What then are we to make of the shift in the imaginary sartorial superego, from Supermodel to Waif? The eruption of the Supermodel has to be read in part as the last hangover of the ’80s. Led by a senile WASP Dad imago fighting the Evil Empire, our mythic national self-image was dominated by cartoonish action figures from Rocky and Rambo to the Terminator and Dick Tracy. In the sobering ’90s, a rainbow coalition of lawyers provides the supporting cast for our new Fleetwood Mac-fixated presidency. This supposedly down-to-earth turn is reflected in the sartorial superego by a new openness to recession-proof chic in which it is OK to resurrect nasty ’70s attire, as long as the women thus “freed” from “dressing for success” are also “freed” from being taken seriously as grownups. The imago of the new faux waif is safe and innocent, surely not about to bludgeon a yuppie lawyer with his own corporate tools like Sister Hillary. Go girl.

Affirmative Subjective Destination

According to a recent, heartrending book by Carol Gilligan and Lyn Mikel Brown, girls start off as confident and good at math as little boys; when they hit puberty, they “learn” to be total wimps. If not, they get pathologized, patronized—deemed uncooperative, pushy, or prima donnas. In little boys these qualities are read as leadership, self-confidence, and focus. Most girls are so stunned by other people’s bullshit that they get “socialized” to doubt their own perceptions of an external world (which systematically keeps them down). In a healthier avatar of the ’90s ingenue, Sassy magazine allows girls to claim their teen years as politically aware pert young things able to enjoy fashion magazines with irony. What could be more healing than knowing that my postironic consumption of glamour will be validated by my sassy sisterhood. I love you guys! One is never too old to read Sassy, including Uncle John Waters, who remarked that if he had a daughter and she didn’t read Sassy he would punish her.

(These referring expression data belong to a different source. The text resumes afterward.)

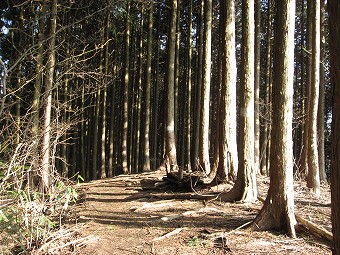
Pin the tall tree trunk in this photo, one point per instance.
(257, 84)
(228, 142)
(307, 96)
(189, 88)
(321, 109)
(278, 209)
(46, 146)
(170, 139)
(146, 161)
(139, 143)
(334, 39)
(126, 93)
(265, 140)
(205, 103)
(245, 188)
(198, 92)
(313, 178)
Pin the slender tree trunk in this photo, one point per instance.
(321, 109)
(245, 188)
(305, 149)
(46, 146)
(278, 209)
(265, 144)
(146, 161)
(126, 93)
(170, 139)
(189, 88)
(257, 84)
(205, 103)
(334, 40)
(228, 141)
(313, 178)
(198, 92)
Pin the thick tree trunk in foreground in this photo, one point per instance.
(334, 39)
(278, 208)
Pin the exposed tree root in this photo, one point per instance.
(314, 229)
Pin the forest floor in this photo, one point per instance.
(141, 214)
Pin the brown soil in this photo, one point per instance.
(126, 215)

Have you looked in the mirror lately? I don’t even think you’re a woman. You’re a she-devil!

—Ed Begley, Jr. to Roseanne Barr (sic), in She-Devil, 1989

The mammary power repressed from recent couture returns in the real of TV—in the power bosom of Roseanne Arnold, who works the genius of the grotesque body, going beyond ego completely. Her recent Esquire cover is a ’90s version of I Dream of Jeannie as the revenge of the phallic mother. Roseanne’s rereading of the Jeannie text is a historical rupture in which she restructures the narration of the past. In the Roseanne version, instead of retreating to her little bottle at the whim of Master Larry Hagman, the domestic genie is as big as the bottle itself. Balancing a tiny Tom Arnold on her finger, she is obviously able to swallow up Master and spit him out when necessary. One is reminded of the relative petiteness of sperm in contrast to the great egg. I have learned from the advent of Roseanne; I have been instructed by her.

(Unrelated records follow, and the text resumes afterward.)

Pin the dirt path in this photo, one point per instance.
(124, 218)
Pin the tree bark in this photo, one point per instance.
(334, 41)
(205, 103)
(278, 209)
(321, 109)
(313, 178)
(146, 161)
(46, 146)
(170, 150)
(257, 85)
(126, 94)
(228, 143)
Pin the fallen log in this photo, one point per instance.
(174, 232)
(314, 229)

Her real act of genius is how she “made her symptom work for her”: by “coming out” as a fat housewife she took charge of her subjective destitution and turned it into her power. She is like totally spiritually uplifting. Hoisting her fat butt up there into the symbolic network, she does it serious damage by blowing up the difference between goddess and schlub. Remarkably free of the victim discourse, she has opened up a radical revolutionary moment; as announced in her autobiography, she is out to “save the world” by extending her psychosymbolic power nipple to the unthin and unrich. Increasingly well-styled and plastic surgerized by the day, she continues to work the taboo yum-yum of the maternal substance; her fine-tuned bullshit detector assures us that she will always embody both access to glamour and its lack. A rude sprout of enjoyment on the body of correctness, with her big tattooed booby hanging out, she embodies the radical power of those with nothing to lose but their desire. We hail Roseanne as the sublime body of grunge.

Rhonda Lieberman is a writer and critic. She teaches at the School of the Art Institute of Chicago.